В кедах я быстро долетела. И в калитку вошла беспрепятственно. В монастыре было пусто. Мне стало страшно заходить в церковь, и я села на скамеечку – там, позади кустов сирени и всяких разных деревьев, есть аллейка с самыми обыкновенными деревянными скамеечками. На скамеечке я сидела не просто так, а собиралась с духом. То есть – набиралась смелости, чтобы войти в церковь. Церковь наверняка мало чем отличается от самой обыкновенной почты. Там, внутри, наверное, висят почтовые ящики и есть пара окошечек, куда надо сдавать посылки и бандероли. И уж не наверное, а наверняка там сейчас нет никакой очереди, потому что нет вообще никого. Хоть бы она работала, та церковь! Почта-то иногда не работает. И даже не потому, что перерыв, а потому, что почтальонша вышла за хлебом и забежать домой внука проведать.

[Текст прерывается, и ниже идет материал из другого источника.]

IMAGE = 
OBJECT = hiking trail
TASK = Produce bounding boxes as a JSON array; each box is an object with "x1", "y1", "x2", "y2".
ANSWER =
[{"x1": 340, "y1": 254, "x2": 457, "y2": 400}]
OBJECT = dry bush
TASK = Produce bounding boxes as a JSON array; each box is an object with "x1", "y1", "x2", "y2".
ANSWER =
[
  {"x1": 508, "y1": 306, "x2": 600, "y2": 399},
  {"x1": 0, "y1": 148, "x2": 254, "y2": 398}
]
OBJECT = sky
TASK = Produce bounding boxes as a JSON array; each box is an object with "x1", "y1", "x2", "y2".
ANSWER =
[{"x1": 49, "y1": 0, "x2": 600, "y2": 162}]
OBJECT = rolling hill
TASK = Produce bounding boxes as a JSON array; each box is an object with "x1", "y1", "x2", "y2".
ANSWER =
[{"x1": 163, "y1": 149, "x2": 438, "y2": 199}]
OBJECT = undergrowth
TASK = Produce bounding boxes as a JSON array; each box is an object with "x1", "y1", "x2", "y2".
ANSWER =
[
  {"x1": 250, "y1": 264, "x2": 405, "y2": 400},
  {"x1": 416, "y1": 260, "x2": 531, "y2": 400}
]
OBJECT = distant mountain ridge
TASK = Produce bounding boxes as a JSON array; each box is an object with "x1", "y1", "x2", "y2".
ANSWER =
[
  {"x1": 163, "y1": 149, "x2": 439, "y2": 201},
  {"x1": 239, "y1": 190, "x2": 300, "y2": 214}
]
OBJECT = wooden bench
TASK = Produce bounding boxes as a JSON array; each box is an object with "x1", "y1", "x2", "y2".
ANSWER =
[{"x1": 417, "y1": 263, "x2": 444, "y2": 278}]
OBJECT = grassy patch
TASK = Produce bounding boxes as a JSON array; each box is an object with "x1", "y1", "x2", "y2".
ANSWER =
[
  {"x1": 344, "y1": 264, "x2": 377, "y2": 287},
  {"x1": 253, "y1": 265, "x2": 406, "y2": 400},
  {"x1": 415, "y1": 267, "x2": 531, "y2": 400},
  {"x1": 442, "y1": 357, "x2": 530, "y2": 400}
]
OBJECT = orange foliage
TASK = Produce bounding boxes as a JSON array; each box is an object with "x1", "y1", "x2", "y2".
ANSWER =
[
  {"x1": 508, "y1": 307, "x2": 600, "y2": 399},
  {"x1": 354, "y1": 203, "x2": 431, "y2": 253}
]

Я сидела на скамеечке и думала, что зря не написала свою молитву на бумаге и не заклеила в конверт. Что же я теперь кину в почтовый ящик? Глупо приходить на почту без письма. Или без посылки или, там, бандероли. Но обратного пути не было, потому что такого удачного стечения обстоятельств, как сегодня, может ещё очень долго не случиться – или вообще никогда! И пока я сидела и собиралась с духом, набираясь смелости, ко мне подошёл дядька в длинном чёрном балахоне. Подошёл, сел со мной рядом на скамейку и спросил:

– Как тебя зовут?

Я ему ответила. И он мне в ответ на моё имя ответил, что его зовут Даня. Это очень забавно, когда взрослый дядька в длинном чёрном балахоне, а представляется Даней, как будто он маленький мальчик и ему шесть лет. Всё, что могло меня тут пугать, сразу пугать перестало.

– Ты монах, Даня? – спросила я его.

– Почему монах? – спросил меня в ответ Даня в балахоне и, задрав балахон, достал из кармана джинсов пачку сигарет «Мальборо».

– Курить вредно! – строго сказала я Дане.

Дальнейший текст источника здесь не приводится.